“And everyone knows why the major favoured slick Franco,” she hissed through her frothing teeth, and her pack of supporters made knowing “tch-tch” noises at each other, till she again ordered them to shut up.
Also, as a shrewd woman, she distrusted something in Jerry’s make-up. A hardness buried in the lavishness. She had seen it with Englishmen before, but the schoolboy was in a class by himself, and she distrusted him; she held him dangerous through his restless charm. Today, of course, one could put down those early failings to the eccentricity of a noble English writer, but at the time the postmistress had shown him no such indulgence.
“Wait till the summer,” she had warned her customers in a snarl, soon after his first shambling visit to her shop—pasta, bread, fly-killer. “In the summer he’ll find out what he’s bought, the cretin.” In the summer, slick Franco’s mice would storm the bedroom, Franco’s fleas would devour him alive, and Franco’s pederastic hornets would chase him round the garden and the devil’s red-hot wind would burn his parts to a frazzle. The water would run out, he would be forced to defecate in the fields like an animal. And when winter came round again the scented pig major could sell the house to another fool, at a loss to everyone but himself.
As to celebrity, in those first weeks the schoolboy showed not a shred of it. He never bargained, he had never heard of discounts, there was not even pleasure in robbing him. And when, in the shop, she drove him beyond his few miserable phrases of kitchen Italian, he did not raise his voice and bawl at her like the real English but shrugged happily and helped himself to whatever he wanted. A writer, they said; well, who was not? Very well, he bought quires of foolscap from her. She ordered more, he bought them. Bravo. He possessed books: a mildewed lot, by the look of them, which he carried in a grey jute sack like a poacher’s, and before the orphan came they would see him striding off into the middle of nowhere, the book-sack slung over his shoulder, for a reading session. Guido had happened on him in the Contessa’s forest, perched on a log like a toad and leafing through them one after another, as if they were all one book and he had lost his place. He also possessed a typewriter of which the filthy cover was a patchwork of worn-out luggage labels: bravo again. Just as any long-hair who buys a paint pot calls himself an artist: that sort of writer. In the spring, the orphan came and the postmistress hated her too.
A redhead, which was half-way to whoredom for a start. Not enough breast to nurse a rabbit, and worst of all a fierce eye for arithmetic. They said he found her in the town: whore again. From the first day, she had not let him out of her sight. Clung to him like a child. Ate with him, and sulked; drank with him, and sulked; shopped with him, picking up the language like a thief, till they became a minor local sight together, the English giant and his sulking wraith whore, trailing down the hill with their rush basket—the schoolboy, in his tattered shorts, grinning at everyone, and the scowling orphan, in her whore’s sackcloth with nothing underneath, so that though she was plain as a scorpion the men stared after her to see her hard haunches rock through the fabric. She walked with all her fingers locked round his arm and her cheek against his shoulder, and she only let go of him to pay out meanly from the purse she now controlled. When they met a familiar face, he greeted it for both of them, flapping his vast free arm like a Fascist. And God help the man who, on the rare occasion when she went alone, ventured a fresh word or a wolf call: she would turn and spit like a gutter-cat, and her eyes burned like the devil’s.
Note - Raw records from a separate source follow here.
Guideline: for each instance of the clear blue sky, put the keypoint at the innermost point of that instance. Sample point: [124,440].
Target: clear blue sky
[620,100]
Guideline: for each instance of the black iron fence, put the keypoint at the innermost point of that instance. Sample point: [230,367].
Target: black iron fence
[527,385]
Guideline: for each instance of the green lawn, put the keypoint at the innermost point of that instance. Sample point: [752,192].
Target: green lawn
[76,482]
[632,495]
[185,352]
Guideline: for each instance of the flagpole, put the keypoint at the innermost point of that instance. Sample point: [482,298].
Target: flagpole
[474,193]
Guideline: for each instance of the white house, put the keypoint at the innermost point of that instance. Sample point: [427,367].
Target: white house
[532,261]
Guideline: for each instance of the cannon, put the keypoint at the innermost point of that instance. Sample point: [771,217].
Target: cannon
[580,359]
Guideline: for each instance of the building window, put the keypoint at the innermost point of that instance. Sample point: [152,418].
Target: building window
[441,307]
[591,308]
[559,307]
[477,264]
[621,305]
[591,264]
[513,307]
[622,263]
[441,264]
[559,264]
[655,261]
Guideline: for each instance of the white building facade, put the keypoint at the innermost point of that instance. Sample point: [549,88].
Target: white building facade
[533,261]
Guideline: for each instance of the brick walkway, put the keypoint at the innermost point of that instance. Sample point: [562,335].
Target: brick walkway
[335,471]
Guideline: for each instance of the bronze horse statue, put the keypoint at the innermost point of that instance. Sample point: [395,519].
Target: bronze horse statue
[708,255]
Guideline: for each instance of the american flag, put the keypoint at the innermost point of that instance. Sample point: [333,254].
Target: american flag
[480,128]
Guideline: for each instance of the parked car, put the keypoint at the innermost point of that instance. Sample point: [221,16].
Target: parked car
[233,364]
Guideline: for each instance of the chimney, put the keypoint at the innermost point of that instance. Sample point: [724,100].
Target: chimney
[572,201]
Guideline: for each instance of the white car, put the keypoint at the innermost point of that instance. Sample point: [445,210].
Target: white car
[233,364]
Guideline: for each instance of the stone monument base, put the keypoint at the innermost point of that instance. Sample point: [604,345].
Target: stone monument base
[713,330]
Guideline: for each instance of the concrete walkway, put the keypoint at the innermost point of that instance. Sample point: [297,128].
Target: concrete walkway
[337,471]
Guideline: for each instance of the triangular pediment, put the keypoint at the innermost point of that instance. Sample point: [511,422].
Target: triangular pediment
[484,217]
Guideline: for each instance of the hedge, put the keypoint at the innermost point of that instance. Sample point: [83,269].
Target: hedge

“And now we know why!” cried the postmistress very loud as, still climbing, she mounted a false crest. “The orphan is after his inheritance. Why else would a whore be loyal?”
It was the visit of Signora Sanders to her shop which had caused Mama Stefano’s dramatic reappraisal of the schoolboy’s worth, and of the orphan’s motive. The Sanders was rich and bred horses farther up the valley, where she lived with a lady friend, known as the man-child, who wore close-cut hair and chain belts. Their horses won prizes everywhere. The Sanders was sharp and intelligent, and frugal in a way Italians liked, and she knew whoever was worth knowing of the few moth-eaten English scattered over the hills. She called ostensibly to buy a ham—a month ago, it must have been—but her real quest was for the schoolboy. Was it true? she asked. Signor Gerald Westerby, and living here in the village? A large man, pepper and salt hair, athletic, full of energy, an aristocrat, shy? Her father, the General, had known the family in England, she said; they had been neighbours in the country for a spell, the schoolboy’s father and her own. The Sanders was considering paying him a visit. What were the schoolboy’s circumstances? The postmistress muttered something about the orphan, but the Sanders was unperturbed.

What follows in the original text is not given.